Former ISIS fighters claimed that the Kurdish-led Syrian Democratic Forces (SDF) is charging $8,000 per person to release militants from prison under the so-called “reconciliation” plan.
According to the British “Guardian” report, former ISIS fighters fought for the militant group until it was defeated in 2019, and they gained freedom from the Syrian al-Hawl prison facility through the plan.
Currently, three prisons controlled by the Self-Defense Forces in northeastern Syria are believed to hold approximately 8,000 Iraqi and Syrians accused of fighting for the Islamic State, as well as 2,000 foreigners awaiting deportation to their country.
Former ISIS militants claim that, as far as they know, at least 10 people have gained their freedom through what is said to be a “reconciliation” plan. The two men provided the British newspaper with documents supporting their claims and testimony on how they were released from detention.
A man named Abu Jafar claimed that he was released after his family sold some property. He said he paid a fine of US$8,000 and also paid US$22,000 in bribes to officials of the Self-Defense Forces. Similarly, Abu Muhammad, who claims to be fighting alongside ISIS on the front lines, said he paid US$8,000 and US$14,000 in bribes.
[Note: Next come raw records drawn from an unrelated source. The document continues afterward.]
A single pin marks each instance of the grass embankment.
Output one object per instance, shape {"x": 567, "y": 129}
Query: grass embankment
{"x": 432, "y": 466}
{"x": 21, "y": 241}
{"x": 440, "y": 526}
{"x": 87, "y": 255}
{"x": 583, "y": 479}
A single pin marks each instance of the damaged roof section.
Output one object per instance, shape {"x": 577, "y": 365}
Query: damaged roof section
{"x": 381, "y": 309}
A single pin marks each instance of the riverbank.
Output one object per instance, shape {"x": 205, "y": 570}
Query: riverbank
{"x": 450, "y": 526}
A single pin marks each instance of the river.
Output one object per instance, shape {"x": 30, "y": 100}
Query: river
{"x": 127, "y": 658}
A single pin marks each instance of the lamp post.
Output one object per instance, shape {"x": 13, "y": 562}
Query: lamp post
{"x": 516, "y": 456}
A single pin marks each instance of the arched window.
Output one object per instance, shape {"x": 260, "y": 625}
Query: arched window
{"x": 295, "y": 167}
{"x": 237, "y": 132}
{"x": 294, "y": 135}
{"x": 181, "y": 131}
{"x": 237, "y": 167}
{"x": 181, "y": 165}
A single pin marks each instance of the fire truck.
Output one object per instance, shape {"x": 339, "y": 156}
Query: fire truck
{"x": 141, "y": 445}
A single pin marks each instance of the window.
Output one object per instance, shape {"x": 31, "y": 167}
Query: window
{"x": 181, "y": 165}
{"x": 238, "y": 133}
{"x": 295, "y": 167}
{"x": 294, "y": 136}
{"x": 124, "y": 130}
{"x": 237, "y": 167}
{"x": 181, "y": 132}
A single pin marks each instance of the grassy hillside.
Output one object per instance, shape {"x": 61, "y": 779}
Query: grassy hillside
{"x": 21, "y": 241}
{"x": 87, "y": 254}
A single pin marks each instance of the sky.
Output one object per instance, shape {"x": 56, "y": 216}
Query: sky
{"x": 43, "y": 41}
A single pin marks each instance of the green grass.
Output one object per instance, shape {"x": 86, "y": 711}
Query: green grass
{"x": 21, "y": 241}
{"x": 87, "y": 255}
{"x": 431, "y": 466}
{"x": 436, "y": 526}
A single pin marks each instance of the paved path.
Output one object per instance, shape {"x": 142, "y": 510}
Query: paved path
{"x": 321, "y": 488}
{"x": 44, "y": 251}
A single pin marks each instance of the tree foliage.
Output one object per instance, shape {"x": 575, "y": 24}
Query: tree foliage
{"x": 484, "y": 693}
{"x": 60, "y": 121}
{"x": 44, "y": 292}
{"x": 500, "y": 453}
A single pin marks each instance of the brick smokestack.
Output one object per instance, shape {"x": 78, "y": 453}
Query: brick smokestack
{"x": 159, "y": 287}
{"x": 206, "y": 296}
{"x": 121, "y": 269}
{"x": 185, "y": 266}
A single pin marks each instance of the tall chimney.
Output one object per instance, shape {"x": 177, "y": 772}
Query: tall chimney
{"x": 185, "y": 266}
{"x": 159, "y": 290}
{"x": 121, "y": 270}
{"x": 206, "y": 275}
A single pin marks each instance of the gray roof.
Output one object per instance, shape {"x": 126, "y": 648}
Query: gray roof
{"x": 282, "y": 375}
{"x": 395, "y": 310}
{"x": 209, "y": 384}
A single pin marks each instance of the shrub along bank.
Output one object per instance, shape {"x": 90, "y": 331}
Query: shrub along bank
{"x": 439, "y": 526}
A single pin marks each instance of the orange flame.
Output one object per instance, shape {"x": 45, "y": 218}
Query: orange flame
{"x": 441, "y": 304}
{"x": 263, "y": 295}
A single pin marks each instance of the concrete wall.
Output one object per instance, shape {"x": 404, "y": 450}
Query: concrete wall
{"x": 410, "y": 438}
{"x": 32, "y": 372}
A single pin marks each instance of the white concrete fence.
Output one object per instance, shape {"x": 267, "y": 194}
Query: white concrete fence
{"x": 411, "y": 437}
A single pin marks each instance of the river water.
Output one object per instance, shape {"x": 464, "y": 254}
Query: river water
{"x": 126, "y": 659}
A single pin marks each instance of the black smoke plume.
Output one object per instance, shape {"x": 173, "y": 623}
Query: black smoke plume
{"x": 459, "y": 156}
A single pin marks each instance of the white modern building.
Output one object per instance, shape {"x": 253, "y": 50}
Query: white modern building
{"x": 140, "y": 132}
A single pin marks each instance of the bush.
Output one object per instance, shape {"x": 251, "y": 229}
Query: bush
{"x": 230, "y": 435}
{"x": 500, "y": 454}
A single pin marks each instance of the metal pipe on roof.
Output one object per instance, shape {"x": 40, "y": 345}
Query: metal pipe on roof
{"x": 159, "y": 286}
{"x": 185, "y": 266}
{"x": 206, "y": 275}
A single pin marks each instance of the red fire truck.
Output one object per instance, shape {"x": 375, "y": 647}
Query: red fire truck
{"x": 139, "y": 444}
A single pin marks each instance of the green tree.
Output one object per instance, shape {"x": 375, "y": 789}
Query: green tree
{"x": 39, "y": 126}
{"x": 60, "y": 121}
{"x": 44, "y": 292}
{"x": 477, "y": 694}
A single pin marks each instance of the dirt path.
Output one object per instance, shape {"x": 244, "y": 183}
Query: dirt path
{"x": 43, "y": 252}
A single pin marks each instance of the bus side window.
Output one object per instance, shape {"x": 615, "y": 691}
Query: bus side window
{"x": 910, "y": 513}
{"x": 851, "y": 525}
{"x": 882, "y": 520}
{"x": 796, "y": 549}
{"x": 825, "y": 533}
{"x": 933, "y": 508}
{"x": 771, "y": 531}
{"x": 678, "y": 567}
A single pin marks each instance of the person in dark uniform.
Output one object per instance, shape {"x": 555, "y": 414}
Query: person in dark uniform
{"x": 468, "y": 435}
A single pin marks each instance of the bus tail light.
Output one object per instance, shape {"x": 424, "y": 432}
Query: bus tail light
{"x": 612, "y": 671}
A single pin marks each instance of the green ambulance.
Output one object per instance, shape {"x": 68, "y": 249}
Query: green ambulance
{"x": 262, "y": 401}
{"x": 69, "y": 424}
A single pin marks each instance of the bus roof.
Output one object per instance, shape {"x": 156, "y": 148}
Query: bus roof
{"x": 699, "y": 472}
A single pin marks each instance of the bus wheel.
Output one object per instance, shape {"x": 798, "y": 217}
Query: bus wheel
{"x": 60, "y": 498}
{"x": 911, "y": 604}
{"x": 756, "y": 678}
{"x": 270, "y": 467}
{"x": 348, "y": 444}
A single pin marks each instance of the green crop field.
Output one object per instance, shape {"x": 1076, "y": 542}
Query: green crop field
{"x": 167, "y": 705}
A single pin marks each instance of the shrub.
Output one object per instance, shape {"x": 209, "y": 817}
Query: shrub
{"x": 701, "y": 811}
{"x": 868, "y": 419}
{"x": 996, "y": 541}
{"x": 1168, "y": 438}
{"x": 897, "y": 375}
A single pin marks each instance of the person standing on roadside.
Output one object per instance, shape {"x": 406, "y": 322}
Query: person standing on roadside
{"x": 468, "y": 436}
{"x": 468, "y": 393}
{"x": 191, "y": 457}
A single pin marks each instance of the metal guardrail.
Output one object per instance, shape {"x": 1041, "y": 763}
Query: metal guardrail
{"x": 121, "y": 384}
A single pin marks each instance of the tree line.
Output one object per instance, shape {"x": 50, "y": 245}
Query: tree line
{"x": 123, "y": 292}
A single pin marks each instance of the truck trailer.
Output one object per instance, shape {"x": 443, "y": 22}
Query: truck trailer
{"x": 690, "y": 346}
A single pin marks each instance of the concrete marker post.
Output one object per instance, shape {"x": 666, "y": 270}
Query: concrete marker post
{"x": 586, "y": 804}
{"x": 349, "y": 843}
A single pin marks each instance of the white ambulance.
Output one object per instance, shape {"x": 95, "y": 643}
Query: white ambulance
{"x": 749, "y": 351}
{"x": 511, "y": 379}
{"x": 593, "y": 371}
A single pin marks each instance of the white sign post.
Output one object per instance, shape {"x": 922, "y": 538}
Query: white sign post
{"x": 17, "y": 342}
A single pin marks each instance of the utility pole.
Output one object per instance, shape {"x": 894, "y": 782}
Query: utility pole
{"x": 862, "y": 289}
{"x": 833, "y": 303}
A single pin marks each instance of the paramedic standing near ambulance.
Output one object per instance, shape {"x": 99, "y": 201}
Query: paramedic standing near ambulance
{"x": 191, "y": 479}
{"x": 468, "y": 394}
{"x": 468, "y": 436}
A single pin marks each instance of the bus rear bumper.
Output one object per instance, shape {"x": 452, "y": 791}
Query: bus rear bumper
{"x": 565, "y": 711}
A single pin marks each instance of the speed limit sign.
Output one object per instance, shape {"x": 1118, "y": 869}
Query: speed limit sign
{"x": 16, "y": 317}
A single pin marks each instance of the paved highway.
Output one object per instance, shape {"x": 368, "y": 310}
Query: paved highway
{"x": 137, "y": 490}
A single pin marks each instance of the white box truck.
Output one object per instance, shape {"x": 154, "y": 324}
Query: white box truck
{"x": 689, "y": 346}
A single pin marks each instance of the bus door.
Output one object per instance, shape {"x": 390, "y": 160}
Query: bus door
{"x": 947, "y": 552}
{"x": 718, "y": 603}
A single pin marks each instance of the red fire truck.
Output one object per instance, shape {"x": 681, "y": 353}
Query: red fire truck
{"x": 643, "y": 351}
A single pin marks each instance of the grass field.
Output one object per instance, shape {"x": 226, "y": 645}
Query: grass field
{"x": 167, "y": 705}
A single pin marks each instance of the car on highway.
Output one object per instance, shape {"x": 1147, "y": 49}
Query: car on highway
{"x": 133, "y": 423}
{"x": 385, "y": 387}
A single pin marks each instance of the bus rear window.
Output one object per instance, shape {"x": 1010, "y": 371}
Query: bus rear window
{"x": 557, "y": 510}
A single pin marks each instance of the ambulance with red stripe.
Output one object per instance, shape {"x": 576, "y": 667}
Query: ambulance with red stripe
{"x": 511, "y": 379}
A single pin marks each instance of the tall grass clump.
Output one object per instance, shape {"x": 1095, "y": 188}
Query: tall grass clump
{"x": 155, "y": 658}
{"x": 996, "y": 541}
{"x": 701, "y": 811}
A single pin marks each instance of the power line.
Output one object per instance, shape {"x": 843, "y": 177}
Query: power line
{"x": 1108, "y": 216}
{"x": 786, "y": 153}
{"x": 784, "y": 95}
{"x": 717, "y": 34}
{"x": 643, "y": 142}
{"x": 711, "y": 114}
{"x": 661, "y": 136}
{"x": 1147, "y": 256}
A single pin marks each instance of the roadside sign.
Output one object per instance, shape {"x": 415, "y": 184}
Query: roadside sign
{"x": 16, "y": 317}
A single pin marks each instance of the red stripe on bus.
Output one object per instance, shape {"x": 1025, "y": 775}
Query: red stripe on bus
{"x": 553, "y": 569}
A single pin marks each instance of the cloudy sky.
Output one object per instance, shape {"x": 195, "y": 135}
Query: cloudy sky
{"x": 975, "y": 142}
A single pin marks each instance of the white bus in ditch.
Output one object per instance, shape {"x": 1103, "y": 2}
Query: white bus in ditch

SDF spokesperson Farhad Shami denied the existence of the plan, rejected documents seen by the Guardian, and stated that no fees were paid to release the former ISIS fighters.However, Shami did accept some “IS-run offices may be forced to join IS” If they are released “The hands are not bloody.” However, he said that anyone released is “Surveilled by security forces” To ensure that they do not seek to rejoin or help radical organizations again.
The International Anti-Islamic State Alliance declined to comment on the reported plan, saying that the prison facilities are controlled by the Self-Defense Forces.